Ces perspectives inquiétantes pour l’intégrité et la disponibilité des ressources en eau ont mobilisé la DGPRE du ministère de l’Eau et de l’Assainissement, qui œuvre aujourd’hui activement à la mise en place d’une gestion intégrée des ressources en eau (GIRE) dans la zone des Niayes.

Le processus engagé avec l’appui du Gret

Le projet de recherche-action porté par le Gret a une visée expérimentale. Il s’agit, dans une dynamique ascendante, de favoriser l’émergence d’une GIRE opérationnelle à l’échelle locale. Une telle expérimentation a pour objectif d’orienter les pouvoirs publics dans l’identification d’instances et d’organisations représentatives des habitant·e·s afin de co-construire avec elles des solutions et des modalités d’actions adaptées au contexte, efficaces et inclusives, dans un contexte de renforcement d’une gouvernance partagée de la ressource entre les populations et les institutions locales et nationales.

À l’échelle de cinq communes, l’équipe du projet a contribué à la structuration de Plateformes locales de l’eau (PLE), arènes de gouvernance communale regroupant les acteurs et actrices du territoire intéressé·e·s par la démarche (agriculteur·rice·s, éleveur·euse·s, associations d’usager·ère·s de l’eau potable, opérateur·rice·s privé·e·s, services techniques de l’État, collectivités territoriales, ONG, chercheur·euse·s, médias, etc.), dont l’objectif est de contribuer à gérer de manière durable, équitable et efficace les ressources en eau de leur territoire. Conjointement à la construction de ses modalités de gouvernance, chaque plateforme a identifié les enjeux liés aux ressources en eau et conçu en fonction, un Plan local de GIRE (PLGIRE), instrument de planification territoriale détaillant les actions à conduire en vue d’améliorer la gestion des ressources en eau et des usages associés.

Des réponses locales aux enjeux des changements climatiques

Largement discutés lors des mises en débat organisées, les changements climatiques et leurs impacts multiples sur les ressources en eau ont été pris en compte dans la conception des Plans locaux de GIRE. Pour répondre à cette problématique, différentes stratégies ont été développées.

Les Plateformes locales de l’eau ont mis en œuvre des solutions techniques permettant de concourir simultanément à l’atténuation et à l’adaptation aux changements climatiques, notamment :

  • en valorisant des pratiques agro-écologiques : initiés aux principes agro-écologiques, certains acteurs des PLE se sont engagés dans de nouvelles pratiques en utilisant des engrais naturels et en mobilisant des techniques de gestion économe en eau ;
  • en développant des dispositifs de protection des sols et du couvert végétal : des aménagements de cordons pierreux ont été installés et des campagnes de reboisement ont été menées par les PLE en vue de limiter le ruissellement, favoriser l’infiltration des eaux de pluie, restaurer les sols et les écosystèmes ainsi que séquestrer du carbone.

Conjuguées à ces réponses techniques, des mesures politiques ont également été discutées.

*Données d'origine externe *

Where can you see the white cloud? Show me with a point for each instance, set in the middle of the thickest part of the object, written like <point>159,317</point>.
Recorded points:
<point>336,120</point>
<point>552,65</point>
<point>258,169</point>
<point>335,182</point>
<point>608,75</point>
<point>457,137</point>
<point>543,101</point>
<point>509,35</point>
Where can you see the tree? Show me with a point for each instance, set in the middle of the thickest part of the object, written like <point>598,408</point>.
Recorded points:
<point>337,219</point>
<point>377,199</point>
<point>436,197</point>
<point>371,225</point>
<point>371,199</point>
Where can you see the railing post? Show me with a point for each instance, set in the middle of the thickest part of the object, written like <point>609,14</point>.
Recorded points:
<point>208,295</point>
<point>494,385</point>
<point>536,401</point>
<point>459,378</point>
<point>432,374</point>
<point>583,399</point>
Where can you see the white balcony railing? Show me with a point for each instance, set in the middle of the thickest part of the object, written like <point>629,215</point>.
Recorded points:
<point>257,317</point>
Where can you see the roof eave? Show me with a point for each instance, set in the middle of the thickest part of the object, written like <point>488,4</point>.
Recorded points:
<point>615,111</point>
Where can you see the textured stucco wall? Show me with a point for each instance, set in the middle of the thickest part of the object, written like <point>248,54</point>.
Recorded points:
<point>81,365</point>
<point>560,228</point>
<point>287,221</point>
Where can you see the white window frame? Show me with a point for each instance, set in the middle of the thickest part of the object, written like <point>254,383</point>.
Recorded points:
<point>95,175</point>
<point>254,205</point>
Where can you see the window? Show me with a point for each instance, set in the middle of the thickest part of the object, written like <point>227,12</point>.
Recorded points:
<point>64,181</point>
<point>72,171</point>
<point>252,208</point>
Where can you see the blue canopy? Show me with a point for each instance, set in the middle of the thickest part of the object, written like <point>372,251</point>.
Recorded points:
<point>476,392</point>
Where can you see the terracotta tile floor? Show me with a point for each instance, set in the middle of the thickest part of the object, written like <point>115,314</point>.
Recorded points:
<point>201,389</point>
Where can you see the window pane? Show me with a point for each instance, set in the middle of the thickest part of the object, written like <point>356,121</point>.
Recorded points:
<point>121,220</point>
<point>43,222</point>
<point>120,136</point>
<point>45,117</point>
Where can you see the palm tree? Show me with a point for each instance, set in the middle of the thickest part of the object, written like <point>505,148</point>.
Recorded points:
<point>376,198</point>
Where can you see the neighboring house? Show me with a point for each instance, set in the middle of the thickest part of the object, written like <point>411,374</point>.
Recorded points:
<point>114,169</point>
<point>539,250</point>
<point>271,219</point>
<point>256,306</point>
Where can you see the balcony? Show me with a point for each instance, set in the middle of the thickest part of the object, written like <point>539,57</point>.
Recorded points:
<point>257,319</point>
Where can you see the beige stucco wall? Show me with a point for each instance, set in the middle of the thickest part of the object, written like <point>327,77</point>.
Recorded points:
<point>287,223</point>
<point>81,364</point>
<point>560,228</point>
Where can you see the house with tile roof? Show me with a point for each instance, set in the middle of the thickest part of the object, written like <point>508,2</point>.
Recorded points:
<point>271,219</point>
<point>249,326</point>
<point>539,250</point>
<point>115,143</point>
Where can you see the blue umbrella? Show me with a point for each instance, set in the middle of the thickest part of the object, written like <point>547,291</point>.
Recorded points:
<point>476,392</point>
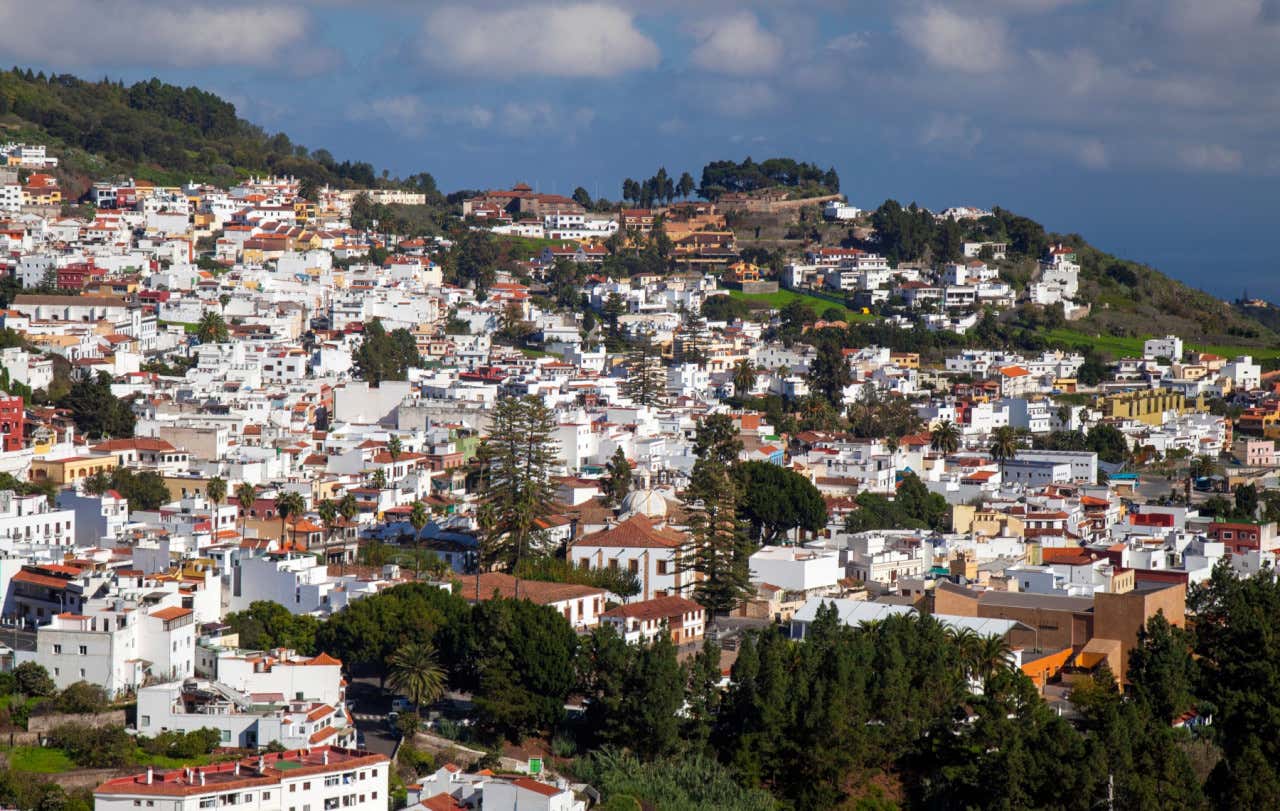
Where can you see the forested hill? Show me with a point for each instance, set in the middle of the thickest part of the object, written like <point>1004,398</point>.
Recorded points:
<point>1129,299</point>
<point>154,131</point>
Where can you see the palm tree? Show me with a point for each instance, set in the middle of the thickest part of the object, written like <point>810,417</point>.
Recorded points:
<point>216,490</point>
<point>347,505</point>
<point>744,379</point>
<point>328,512</point>
<point>945,438</point>
<point>417,518</point>
<point>415,672</point>
<point>1202,466</point>
<point>246,494</point>
<point>991,656</point>
<point>288,504</point>
<point>1004,445</point>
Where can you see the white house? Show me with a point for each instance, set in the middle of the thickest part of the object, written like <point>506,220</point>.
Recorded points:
<point>321,778</point>
<point>638,546</point>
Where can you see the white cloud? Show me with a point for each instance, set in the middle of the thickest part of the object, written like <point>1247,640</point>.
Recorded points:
<point>86,32</point>
<point>1202,17</point>
<point>403,114</point>
<point>586,40</point>
<point>736,46</point>
<point>849,42</point>
<point>950,131</point>
<point>538,118</point>
<point>956,42</point>
<point>741,99</point>
<point>1210,157</point>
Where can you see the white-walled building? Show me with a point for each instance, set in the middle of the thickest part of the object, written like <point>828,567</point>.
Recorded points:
<point>638,546</point>
<point>323,778</point>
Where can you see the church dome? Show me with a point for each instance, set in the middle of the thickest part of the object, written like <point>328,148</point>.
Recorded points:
<point>648,503</point>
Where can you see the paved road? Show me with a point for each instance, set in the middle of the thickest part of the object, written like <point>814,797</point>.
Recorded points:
<point>17,638</point>
<point>369,708</point>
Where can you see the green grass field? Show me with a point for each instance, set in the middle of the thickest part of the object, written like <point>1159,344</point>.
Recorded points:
<point>40,760</point>
<point>782,298</point>
<point>1132,347</point>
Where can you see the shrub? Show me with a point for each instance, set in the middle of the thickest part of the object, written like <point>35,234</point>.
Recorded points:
<point>82,697</point>
<point>94,747</point>
<point>183,745</point>
<point>32,679</point>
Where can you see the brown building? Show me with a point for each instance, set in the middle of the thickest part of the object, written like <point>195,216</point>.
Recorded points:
<point>1102,628</point>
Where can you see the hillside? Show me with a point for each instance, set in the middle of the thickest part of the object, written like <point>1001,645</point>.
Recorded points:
<point>1128,299</point>
<point>156,132</point>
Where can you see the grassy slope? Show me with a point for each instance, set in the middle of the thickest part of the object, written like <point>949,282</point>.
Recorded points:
<point>785,297</point>
<point>1132,347</point>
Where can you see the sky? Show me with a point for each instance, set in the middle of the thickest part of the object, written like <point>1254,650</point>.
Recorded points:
<point>1146,125</point>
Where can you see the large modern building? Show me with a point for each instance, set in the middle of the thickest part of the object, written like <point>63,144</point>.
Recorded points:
<point>311,779</point>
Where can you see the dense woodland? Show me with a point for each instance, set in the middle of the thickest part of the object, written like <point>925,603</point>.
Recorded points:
<point>159,131</point>
<point>899,711</point>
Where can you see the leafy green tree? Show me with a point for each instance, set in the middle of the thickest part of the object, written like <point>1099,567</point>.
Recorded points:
<point>717,439</point>
<point>1004,445</point>
<point>211,329</point>
<point>99,413</point>
<point>385,356</point>
<point>744,377</point>
<point>288,503</point>
<point>945,438</point>
<point>718,549</point>
<point>777,500</point>
<point>416,672</point>
<point>1109,443</point>
<point>520,654</point>
<point>1161,669</point>
<point>874,415</point>
<point>266,626</point>
<point>141,489</point>
<point>216,490</point>
<point>520,490</point>
<point>654,692</point>
<point>647,380</point>
<point>1246,502</point>
<point>618,481</point>
<point>830,374</point>
<point>32,679</point>
<point>245,495</point>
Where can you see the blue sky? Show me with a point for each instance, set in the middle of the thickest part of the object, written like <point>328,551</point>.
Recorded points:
<point>1147,125</point>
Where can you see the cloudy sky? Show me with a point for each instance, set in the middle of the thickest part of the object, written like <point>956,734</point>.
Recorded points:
<point>1148,125</point>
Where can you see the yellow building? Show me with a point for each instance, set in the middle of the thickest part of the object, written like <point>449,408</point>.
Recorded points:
<point>71,470</point>
<point>1146,406</point>
<point>967,518</point>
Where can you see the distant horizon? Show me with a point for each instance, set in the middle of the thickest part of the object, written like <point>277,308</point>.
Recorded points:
<point>1147,128</point>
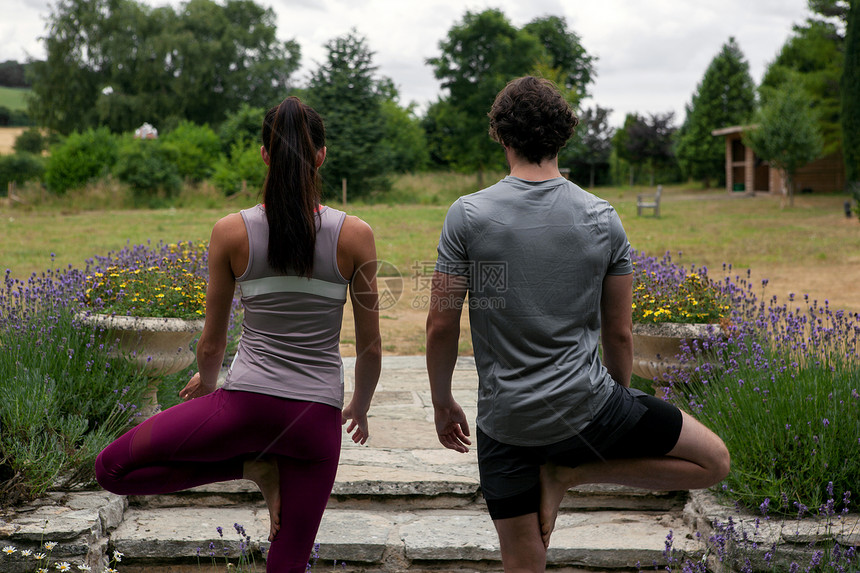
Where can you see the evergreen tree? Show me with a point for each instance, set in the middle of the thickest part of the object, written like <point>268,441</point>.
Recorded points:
<point>813,59</point>
<point>724,97</point>
<point>851,102</point>
<point>787,133</point>
<point>348,96</point>
<point>592,142</point>
<point>479,56</point>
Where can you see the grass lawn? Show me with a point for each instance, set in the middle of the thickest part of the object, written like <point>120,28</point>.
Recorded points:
<point>810,248</point>
<point>14,98</point>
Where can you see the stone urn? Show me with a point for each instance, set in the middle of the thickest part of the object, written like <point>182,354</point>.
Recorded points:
<point>656,348</point>
<point>159,346</point>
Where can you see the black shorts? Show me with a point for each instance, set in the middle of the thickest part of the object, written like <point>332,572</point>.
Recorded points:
<point>510,475</point>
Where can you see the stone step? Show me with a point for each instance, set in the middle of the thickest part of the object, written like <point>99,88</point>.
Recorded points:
<point>168,539</point>
<point>413,479</point>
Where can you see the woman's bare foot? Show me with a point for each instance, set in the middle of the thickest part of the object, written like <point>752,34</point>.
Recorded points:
<point>263,471</point>
<point>552,490</point>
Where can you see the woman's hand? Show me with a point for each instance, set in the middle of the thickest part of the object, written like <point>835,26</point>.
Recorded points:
<point>196,388</point>
<point>357,418</point>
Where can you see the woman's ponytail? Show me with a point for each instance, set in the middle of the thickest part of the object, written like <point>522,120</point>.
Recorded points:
<point>293,133</point>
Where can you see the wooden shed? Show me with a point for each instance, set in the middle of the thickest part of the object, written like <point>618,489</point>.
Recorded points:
<point>746,173</point>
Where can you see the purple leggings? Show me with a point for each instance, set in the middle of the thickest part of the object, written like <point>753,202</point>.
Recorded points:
<point>208,439</point>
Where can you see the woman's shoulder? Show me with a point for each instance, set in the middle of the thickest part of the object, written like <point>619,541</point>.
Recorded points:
<point>230,227</point>
<point>356,226</point>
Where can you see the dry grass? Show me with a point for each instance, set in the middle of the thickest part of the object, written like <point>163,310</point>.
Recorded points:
<point>809,249</point>
<point>8,135</point>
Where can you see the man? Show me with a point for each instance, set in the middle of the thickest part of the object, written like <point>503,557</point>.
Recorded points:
<point>547,270</point>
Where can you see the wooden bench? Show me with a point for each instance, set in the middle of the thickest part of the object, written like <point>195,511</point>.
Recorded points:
<point>649,201</point>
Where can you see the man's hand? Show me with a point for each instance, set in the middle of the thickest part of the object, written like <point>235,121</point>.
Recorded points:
<point>357,418</point>
<point>195,388</point>
<point>452,427</point>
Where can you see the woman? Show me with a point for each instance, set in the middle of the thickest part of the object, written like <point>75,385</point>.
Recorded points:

Dans un contexte où les rapports de force socio-économiques prévalent, les Plateformes locales de l’eau ont engagé un travail sur une méthode de partage des ressources en eau, soulevant les questions d’équité et de durabilité. En raisonnant à partir de la disponibilité des ressources – et non plus à partir des besoins –, les PLE se sont aperçues du caractère fini des ressources en eau mais aussi de l’enjeu politique que représente sa répartition.